Semantic Processing
Because satisfying business needs defines the value of Information Technology (IT), it becomes apparent that for businesses to be agile, the underlying technology must be able to make decisions. This is the fundamental motivation for introducing "semantic processing" into IT.
Semantic processing, which expresses relationships among concepts represented by phrases, has been a favorite research topic in academia and industry. The ongoing desire for software to inference information from context has been one of the goals of artificial intelligence. Semantic analysis has been studied in the context of:
- Natural language processing. Text and speech recognition (language translation, for instance).
- Correlation and data mining. Trend analysis (for data warehousing, threat detection, and so on).
- Thematic searches. Refined searches and queries that leverage an awareness of the business context.
Likewise, Semantic Service-Oriented Architectures (SSOAs) have been proposed. SSOA introduces semantic enhancement to services such that an agent aware of the semantic model can combine services dynamically to satisfy business goals.
For instance, IBM uses semantic processing in its Websphere Business Fabric software (www-306.ibm.com/software/solutions/soa/servicesfabric.html), and Software AG is doing likewise with its Information Integrator (www.softwareag.com/Corporate/products/cv/inf_int).
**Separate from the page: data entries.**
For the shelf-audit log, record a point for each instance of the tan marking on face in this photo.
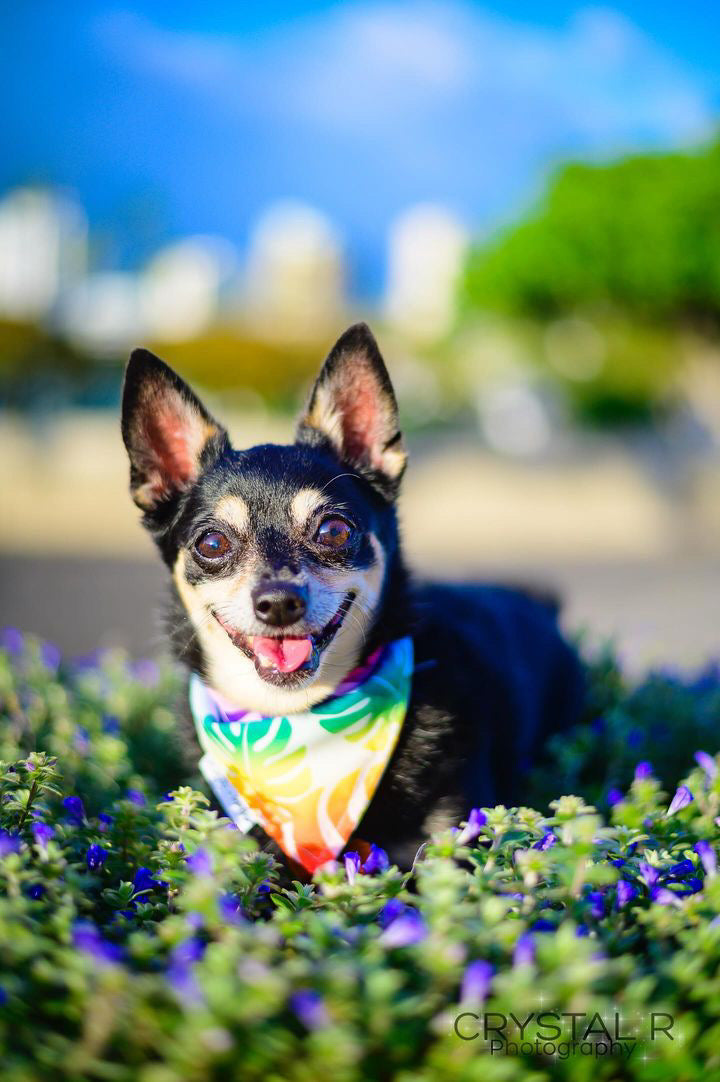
(234, 511)
(303, 504)
(234, 675)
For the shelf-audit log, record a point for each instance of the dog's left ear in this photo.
(169, 435)
(352, 408)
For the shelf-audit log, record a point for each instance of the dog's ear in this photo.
(170, 436)
(352, 408)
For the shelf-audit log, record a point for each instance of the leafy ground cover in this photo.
(143, 938)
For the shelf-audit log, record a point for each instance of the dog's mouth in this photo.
(287, 660)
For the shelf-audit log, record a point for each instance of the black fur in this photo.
(494, 677)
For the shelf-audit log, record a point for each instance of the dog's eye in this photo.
(334, 532)
(212, 545)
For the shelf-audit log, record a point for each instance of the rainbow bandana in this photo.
(306, 779)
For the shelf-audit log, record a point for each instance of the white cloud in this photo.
(379, 64)
(365, 108)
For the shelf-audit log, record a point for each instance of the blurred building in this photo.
(295, 274)
(181, 289)
(103, 313)
(427, 247)
(43, 249)
(175, 298)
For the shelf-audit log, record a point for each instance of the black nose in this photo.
(279, 604)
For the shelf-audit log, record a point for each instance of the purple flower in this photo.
(12, 641)
(649, 874)
(9, 843)
(626, 892)
(144, 881)
(682, 868)
(181, 970)
(146, 672)
(405, 931)
(524, 953)
(75, 808)
(665, 897)
(391, 911)
(230, 909)
(377, 861)
(81, 740)
(41, 833)
(681, 800)
(88, 939)
(95, 857)
(50, 656)
(200, 862)
(546, 842)
(707, 763)
(476, 981)
(352, 866)
(308, 1005)
(473, 828)
(707, 855)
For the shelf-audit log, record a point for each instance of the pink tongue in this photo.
(286, 655)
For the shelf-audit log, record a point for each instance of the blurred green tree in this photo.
(641, 235)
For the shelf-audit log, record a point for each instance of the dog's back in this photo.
(494, 678)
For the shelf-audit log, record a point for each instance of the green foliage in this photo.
(642, 235)
(142, 938)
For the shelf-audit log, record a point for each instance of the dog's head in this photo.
(282, 557)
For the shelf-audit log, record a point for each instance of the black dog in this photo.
(287, 572)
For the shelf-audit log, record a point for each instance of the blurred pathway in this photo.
(659, 612)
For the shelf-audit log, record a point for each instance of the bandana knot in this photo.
(308, 778)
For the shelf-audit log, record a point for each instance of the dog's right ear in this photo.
(170, 436)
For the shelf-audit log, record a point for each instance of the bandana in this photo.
(308, 778)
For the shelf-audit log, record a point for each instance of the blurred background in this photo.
(524, 202)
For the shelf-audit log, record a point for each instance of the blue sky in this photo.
(169, 118)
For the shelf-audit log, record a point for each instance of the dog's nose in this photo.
(279, 604)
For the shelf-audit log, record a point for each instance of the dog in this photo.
(287, 575)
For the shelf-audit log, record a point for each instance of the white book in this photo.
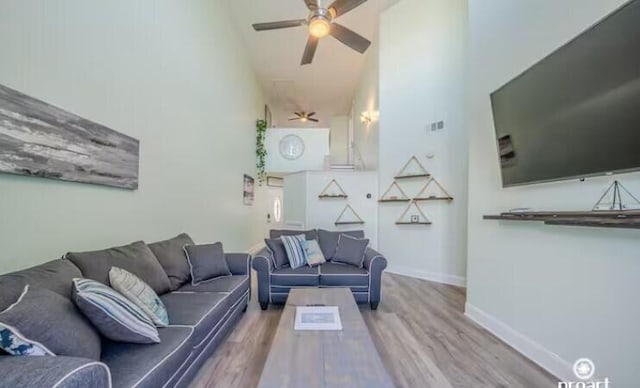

Progress Software has partnered with Microsoft to provide its Progress Apama Event Processing Platform as a component of Microsoft's "Markets in Financial Instruments Directive" suite. Semagix (recently purchased by Fortent) used its Semantic Enhancement Technology to create an SSOA framework to build a money-laundering detection application called "CIRAS" (short for "Customer Identification and Risk Assessment"). And Ontology Works (www.ontologyworks.com) is involved in a project with NASA to create an SSOA for internal use (www.semantic-conference.com).
But before discussing semantic analysis in an SOA environment, understanding the relative terms can be useful. The definitions assume that a vocabulary (formally, a controlled vocabulary) exists for a domain of interest:
- Taxonomy. A classification scheme that uses parent-child or associative relationships among terms.
- Ontology. Both the vocabulary and a set of formal rules for combining elements to express something meaningful in the domain. Taxonomies can be considered a subset of ontologies.
To semantically enhance services, ontologies need to be defined on the domain of interest. There are different approaches to building ontology:
- Deterministic approaches, which usually imply manual ontology creation. This generally involves tools to help create ontology in a specific format. The ontology is created by domain experts and can be tedious and time consuming.
- Statistical approaches, which attempt to address the fact that domain knowledge may be incomplete, uncertain, or may change over time (changes in business models, for example). Statistical approaches try to build ontologies based on input sampling. Starting with an initial ontology, relevant documents associated with a particular concept are sampled. Using a technique such as Bayesian networks (www.ddj.com/dept/architect/184406064) to extend the First Order Logic of a language such as the Web Ontology Language (OWL), inputs are associated to types or subtypes using conditional probabilities. Inferencing is used to suggest the addition or removal of nodes and leaves.